Am Dienstag, 2. Mai, wird der Gemeinderat erneut über die Thematik beraten. Dann steht das Ergebnis der ersten öffentlichen Auslegung des Bebauungsplanes für das Sondergebiet auf der Tagesordnung (19.15 Uhr im Rathaus, Punkt 3 des öffentlichen Teils). Es gilt für das Gremium, die Stellungnahmen der Behörden und Verbände sowie die Einwände der Bürgerinnen und Bürger zu diskutieren - und erneut abzuwägen. Eine schwierige Aufgabenstellung, denn über 200 Unterschriften - bei einer Einwohnerzahl in Eiselfing von rund 2.900 - sprechen für sich.
Reinthaler erinnert jedoch an die Vorgaben, die der Gemeinderat bereits beschlossen hat und die die Dramatik aus der Sachlage nehmen sollen: Die PV-Freiflächen-Anlage müsse eingegrünt werden durch Hecken und Sträucher. Ökologische Ausgleichsflächen würden auf dem Grundstück selber bereitgestellt - zu 100 Prozent. Von weitem sei der Solarpark deshalb nicht einsehbar. Die landwirtschaftliche Fläche soll außerdem umziehen - auf einem anderen Grundstück könne wahrscheinlich der Ackerstatus wieder angeboten werden. In nur 150 Meter Luftlinie Entfernung sei bereits eine Trafostation zum Anschluss an das Stromnetz vorhanden.

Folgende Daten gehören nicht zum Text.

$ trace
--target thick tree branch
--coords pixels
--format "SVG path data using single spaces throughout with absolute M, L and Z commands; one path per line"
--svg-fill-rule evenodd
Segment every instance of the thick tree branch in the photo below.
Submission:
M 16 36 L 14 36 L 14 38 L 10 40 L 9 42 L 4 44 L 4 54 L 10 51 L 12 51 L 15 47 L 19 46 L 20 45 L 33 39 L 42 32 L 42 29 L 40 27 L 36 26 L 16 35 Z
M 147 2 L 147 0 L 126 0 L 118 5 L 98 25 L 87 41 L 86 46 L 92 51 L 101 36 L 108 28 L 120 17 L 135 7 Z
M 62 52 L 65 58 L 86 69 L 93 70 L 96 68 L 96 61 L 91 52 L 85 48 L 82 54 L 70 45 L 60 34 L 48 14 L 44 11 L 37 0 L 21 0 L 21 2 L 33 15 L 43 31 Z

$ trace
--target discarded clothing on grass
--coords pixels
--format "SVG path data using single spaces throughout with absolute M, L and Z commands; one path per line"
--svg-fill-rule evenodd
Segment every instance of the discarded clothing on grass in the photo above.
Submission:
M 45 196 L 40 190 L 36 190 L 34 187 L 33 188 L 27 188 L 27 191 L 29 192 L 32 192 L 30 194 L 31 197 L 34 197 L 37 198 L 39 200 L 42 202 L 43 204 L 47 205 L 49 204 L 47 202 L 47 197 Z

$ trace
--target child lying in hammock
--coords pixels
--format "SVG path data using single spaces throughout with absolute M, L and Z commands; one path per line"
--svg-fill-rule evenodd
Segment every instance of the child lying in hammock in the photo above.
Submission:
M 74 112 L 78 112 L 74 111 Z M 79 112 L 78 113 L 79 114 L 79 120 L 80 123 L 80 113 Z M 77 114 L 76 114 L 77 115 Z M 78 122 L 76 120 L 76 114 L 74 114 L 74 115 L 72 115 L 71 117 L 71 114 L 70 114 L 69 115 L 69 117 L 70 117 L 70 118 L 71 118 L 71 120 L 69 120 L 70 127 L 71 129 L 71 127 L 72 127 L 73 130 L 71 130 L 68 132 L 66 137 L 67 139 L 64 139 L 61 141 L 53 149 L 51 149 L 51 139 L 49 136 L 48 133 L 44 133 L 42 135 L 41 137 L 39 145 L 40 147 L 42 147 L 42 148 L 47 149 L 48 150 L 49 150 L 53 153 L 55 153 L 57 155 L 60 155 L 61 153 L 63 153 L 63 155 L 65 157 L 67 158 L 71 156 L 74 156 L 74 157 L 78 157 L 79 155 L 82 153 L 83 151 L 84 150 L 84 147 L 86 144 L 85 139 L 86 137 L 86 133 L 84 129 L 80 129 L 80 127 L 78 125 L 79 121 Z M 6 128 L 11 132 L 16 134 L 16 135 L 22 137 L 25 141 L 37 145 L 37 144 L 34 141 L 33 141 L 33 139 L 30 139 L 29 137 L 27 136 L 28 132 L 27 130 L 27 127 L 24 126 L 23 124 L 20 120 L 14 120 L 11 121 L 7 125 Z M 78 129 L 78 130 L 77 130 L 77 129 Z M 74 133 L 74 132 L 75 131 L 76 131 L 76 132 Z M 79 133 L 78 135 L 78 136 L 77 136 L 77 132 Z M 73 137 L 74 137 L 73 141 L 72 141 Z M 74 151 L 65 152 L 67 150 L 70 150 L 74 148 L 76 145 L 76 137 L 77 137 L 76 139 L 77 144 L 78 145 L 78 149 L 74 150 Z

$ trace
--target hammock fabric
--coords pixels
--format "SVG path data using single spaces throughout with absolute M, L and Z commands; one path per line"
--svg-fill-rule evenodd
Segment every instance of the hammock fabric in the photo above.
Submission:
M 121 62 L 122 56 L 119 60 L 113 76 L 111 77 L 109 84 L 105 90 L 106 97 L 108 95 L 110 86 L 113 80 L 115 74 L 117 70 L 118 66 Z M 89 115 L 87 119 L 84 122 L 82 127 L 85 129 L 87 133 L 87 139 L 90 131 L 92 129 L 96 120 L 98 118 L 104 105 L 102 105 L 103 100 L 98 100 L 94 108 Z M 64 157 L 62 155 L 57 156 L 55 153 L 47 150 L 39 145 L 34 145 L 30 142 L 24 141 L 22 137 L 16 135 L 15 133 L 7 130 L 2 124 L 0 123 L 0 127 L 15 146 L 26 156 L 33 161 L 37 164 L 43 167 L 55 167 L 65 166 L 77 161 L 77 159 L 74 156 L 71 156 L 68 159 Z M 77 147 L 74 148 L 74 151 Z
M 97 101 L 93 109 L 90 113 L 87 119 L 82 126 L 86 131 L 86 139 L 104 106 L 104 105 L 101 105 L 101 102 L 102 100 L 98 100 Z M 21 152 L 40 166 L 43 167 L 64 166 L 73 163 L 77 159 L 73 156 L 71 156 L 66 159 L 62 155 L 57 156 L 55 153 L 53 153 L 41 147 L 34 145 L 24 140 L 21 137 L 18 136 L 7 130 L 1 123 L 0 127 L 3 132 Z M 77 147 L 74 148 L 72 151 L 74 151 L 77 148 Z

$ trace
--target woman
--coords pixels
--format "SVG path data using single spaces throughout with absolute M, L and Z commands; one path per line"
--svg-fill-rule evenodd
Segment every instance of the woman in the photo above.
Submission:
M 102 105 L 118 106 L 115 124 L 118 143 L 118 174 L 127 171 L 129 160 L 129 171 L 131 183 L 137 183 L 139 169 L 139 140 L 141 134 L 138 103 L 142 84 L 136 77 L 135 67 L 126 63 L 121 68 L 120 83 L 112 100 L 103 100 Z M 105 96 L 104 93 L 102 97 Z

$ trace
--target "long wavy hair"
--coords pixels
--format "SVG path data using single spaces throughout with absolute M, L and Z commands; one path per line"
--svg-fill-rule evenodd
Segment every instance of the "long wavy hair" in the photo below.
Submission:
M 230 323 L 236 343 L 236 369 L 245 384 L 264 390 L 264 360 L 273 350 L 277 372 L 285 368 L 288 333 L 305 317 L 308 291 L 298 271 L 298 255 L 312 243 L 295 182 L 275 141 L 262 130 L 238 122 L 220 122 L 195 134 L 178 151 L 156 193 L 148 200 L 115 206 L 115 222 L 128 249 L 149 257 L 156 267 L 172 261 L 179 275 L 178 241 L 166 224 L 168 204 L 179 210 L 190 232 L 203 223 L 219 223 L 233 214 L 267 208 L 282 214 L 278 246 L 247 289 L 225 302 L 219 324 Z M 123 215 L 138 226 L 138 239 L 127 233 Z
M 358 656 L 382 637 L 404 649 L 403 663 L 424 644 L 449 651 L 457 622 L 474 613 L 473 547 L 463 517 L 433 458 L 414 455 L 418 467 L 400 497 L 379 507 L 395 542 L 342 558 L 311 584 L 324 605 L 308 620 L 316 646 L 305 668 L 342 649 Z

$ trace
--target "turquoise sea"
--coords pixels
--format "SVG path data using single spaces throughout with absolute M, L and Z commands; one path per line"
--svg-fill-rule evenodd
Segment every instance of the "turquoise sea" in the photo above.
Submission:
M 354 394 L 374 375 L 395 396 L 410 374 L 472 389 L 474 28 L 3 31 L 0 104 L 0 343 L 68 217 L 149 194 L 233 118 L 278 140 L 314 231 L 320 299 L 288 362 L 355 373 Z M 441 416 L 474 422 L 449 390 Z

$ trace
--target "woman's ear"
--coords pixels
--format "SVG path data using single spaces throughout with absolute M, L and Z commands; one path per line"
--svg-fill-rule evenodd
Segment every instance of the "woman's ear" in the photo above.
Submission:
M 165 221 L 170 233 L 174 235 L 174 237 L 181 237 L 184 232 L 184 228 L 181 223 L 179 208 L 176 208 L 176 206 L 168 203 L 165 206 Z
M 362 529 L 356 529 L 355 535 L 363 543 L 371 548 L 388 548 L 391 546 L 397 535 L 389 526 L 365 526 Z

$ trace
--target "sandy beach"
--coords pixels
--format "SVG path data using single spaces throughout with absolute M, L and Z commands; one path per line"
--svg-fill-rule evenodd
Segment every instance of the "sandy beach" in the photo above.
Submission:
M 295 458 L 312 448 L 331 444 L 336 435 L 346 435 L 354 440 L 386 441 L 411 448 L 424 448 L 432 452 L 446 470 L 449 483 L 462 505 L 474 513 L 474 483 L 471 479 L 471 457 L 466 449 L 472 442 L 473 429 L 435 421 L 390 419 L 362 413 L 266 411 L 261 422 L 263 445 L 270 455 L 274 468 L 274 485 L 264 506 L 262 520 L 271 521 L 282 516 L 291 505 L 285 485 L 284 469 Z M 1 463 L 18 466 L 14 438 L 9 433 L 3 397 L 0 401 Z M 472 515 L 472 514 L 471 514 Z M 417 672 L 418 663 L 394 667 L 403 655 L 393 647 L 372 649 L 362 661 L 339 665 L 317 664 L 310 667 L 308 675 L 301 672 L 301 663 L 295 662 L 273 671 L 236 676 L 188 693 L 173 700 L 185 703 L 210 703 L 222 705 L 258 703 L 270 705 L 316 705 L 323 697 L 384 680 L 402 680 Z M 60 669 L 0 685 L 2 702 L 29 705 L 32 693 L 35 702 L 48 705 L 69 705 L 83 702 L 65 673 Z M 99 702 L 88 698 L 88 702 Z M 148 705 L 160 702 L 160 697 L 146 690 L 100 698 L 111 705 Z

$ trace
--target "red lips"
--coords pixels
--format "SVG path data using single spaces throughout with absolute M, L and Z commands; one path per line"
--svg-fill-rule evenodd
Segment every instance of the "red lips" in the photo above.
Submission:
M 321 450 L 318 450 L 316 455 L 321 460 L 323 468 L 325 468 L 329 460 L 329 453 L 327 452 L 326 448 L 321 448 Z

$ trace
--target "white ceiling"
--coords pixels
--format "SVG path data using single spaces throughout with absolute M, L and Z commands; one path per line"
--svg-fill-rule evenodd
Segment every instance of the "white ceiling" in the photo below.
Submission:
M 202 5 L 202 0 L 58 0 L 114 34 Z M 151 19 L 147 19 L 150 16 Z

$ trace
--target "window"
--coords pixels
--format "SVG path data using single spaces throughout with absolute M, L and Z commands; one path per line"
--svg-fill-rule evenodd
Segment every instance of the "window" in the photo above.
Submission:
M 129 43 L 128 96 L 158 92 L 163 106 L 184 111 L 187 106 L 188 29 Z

Bürgerbeteiligung angestrebt
Außerdem erhält die Bevölkerung die Chance, sich am Solarpark zu beteiligen. Das genaue Modell werde derzeit ausgearbeitet. Auch die Stadtwerke Wasserburg sollen eine Chance zur Beteiligung erhalten, so Reinthaler weiter.
Er räumt ein, dass es vor einer großflächigen Zupflasterung von Nutzgrund wichtiger sei, Dächer mit PV zu bestücken. „Wir können jedoch keinen zwingen“, sagt er angesichts der Tatsache, dass es in punkto Dachflächen noch viel Potenzial auch in Eiselfing gibt. Auch das Klimaschutznetzwerk Rosenheim-Traunstein, von dem sich die Gemeinde beraten lässt, poche darauf, zuerst die Dächer zu nutzen, bevor es in die Freifläche gehe. Kommunale Liegenschaften müssten vorrangig auf den Prüfstand.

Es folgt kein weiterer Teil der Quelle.